By Thea Srinivasan
If I had to describe one movie that’s similar to this comic, I would choose The Matrix. Both of them talk about uploading someone’s mind to the internet, the belief that A.I programs can have sentience and physics-defying abilities someone can have on the internet. If you haven’t watched the movie series, I’m sorry I spoiled it for you.
Hard Wyerd is about a man named Sam who suddenly gets kidnapped by an organization he formerly worked for. His job was to go into an upgraded version of the internet and act as a spy to pass on information from one person to another. This upgraded version was a utopia where people could come and go as they please and manipulate the environment and themselves. After an incident that forced Sam to quit, he is forcibly called back to retrieve a specific item only to be led off course from the intended mission.
While this comic does have some similarities to The Matrix, this tale is able to stand on its own with the classic action-adventure scheme it presents. Sam is a perverted, hands-on guy who does what he needs to do to survive. While he leans toward humor to soften his mood, he ends up killing everyone else’s. He’s memorable enough that I want to see what he has to deal with and get to know who he is, but he isn’t going to be on my top list of protagonists. Luckily, the creators were able to balance the story out with the minor characters. There is an A.I program who has her own agenda as she leads Sam through the virtual world. Even though she is an A.I program, she has a personality that makes almost human-like and makes me wonder how much sentience she’s gained over time. At the same time, there’s the hard-headed boss who will stop at nothing to get the job done. Following her is a comedic momma’s boy, a friend of Sam who puts up with his crap and a girl Sam fell hard for, I find there is enough from the characters to keep me satisfied.

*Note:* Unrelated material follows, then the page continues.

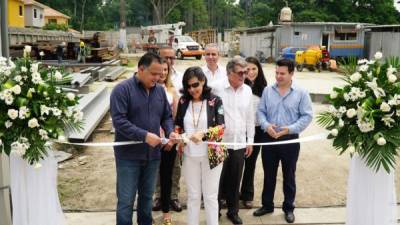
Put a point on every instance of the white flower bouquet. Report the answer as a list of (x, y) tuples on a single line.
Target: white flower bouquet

The entire virtual universe itself has seemingly integrated into society. There isn’t a lot of information about the virtual world itself, but I do know that anyone can make their dreams come alive just by entering this world. Unlike The Matrix, the user will know when they’ve entered the virtual universe and can easily come and go as they please as the universe is not controlled by an artificial intelligence. However, Sam has a special position with the organization seemingly similar to the secret service or a hitman group. With that in mind, I really want to know how Sam got into the business and how the organization ended up where it was.
The art style is a nice homage to the older comic styles with its intense focus on sexualizing characters, background design and action sequences to make every panel almost a delight to read. While I wish the artists could cut back on sexualizing characters, its appeal will surely make readers happy. The intense focus on the art style surely made my gasp at every panel I read.
Thankfully this story doesn’t have any deep metaphorically undertones. Unlike other stories, this one is solely focused on the adventure the main character has to go through. The premise is simplistic enough and as the reader continues to read further volumes, the plot will surely get convoluted and we will end up seeing Sam in sticky situations trying to save his own butt and get out of the situation he got caught up in.
Overall, this is a good sci-fi adventure that will keep readers on their toes with its rapid pace and detailed scenes. With decent characters, a good universe and ever-evolving plot, this story will keep someone entertained on a plane ride for a really long time. This story is for the person who fell in love with the internet and wants to explore every possible way to mess up reality.